I have never been a fan of large dam projects. In the United States, dams have decimated salmon populations, reduced the Colorado River to a trickle by the time it reaches the Pacific, and otherwise transformed the ecology of our western rivers. And in many developing countries, dam projects displace hundreds of thousands of people, often without giving them adequate compensation. Large popular movements have arisen against major dam projects like the 3 Gorges Dam in China or the Narmada River dams in India.
But dam proponents have argued that dams don’t emit carbon dioxide, so they must still be better than coal, right? Well, perhaps not, at least in tropical regions. A recent article in the journal Nature (“Methane quashes green credentials of hydropower”, Nature 444(30): 524-525, 2006) highlights recent research suggesting that “the global-warming impact of hydropower plants can often outweigh that of comparable fossil-fuel power stations.” How? When land is flooded to create the reservoir, a large amount of organic matter is trapped underwater, and more organic matter flows in over time. In warm tropical waters, this organic matter decays into methane and carbon dioxide. Since methane is a 20 times more potent greenhouse gas than CO2, these reservoir emissions can be quite significant. Indeed, the article cites an example of Brazil’s Balbina Dam, whose construction caused the flooding of 2500 square kilometers of rainforest; it is now accepted that a coal plant would have been better for the climate!

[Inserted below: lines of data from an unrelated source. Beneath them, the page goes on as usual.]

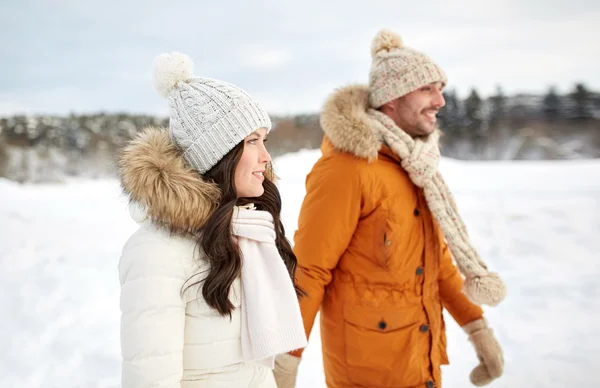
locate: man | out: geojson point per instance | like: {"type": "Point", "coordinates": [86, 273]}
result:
{"type": "Point", "coordinates": [376, 232]}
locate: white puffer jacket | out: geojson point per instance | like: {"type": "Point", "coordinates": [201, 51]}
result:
{"type": "Point", "coordinates": [171, 338]}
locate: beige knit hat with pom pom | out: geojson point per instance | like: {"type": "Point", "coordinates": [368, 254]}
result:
{"type": "Point", "coordinates": [397, 70]}
{"type": "Point", "coordinates": [208, 117]}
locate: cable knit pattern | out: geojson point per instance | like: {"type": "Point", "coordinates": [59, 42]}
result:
{"type": "Point", "coordinates": [397, 70]}
{"type": "Point", "coordinates": [420, 158]}
{"type": "Point", "coordinates": [208, 117]}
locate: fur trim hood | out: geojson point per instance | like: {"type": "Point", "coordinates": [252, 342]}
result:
{"type": "Point", "coordinates": [347, 124]}
{"type": "Point", "coordinates": [155, 176]}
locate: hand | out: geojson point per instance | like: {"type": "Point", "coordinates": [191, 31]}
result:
{"type": "Point", "coordinates": [488, 351]}
{"type": "Point", "coordinates": [286, 370]}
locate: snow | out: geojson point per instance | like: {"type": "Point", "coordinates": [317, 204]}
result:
{"type": "Point", "coordinates": [536, 223]}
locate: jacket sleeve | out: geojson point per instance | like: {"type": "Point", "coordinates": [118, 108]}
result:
{"type": "Point", "coordinates": [328, 217]}
{"type": "Point", "coordinates": [152, 317]}
{"type": "Point", "coordinates": [451, 284]}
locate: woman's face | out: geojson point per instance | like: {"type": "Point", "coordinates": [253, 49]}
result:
{"type": "Point", "coordinates": [249, 172]}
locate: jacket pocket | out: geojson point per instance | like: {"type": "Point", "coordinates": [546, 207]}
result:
{"type": "Point", "coordinates": [384, 347]}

The article notes that the debate over the magnitude of reservoir emissions is not yet settled, largely due to a lack of data on dam methane emissions. However, by some estimates, counting the methane emitted by dams (95-120 million tons per year) would represent a 20% increase in global methane emissions! This is a large enough number, and enough is known about dam methane emissions, to make many scientists want to start acting now on this problem.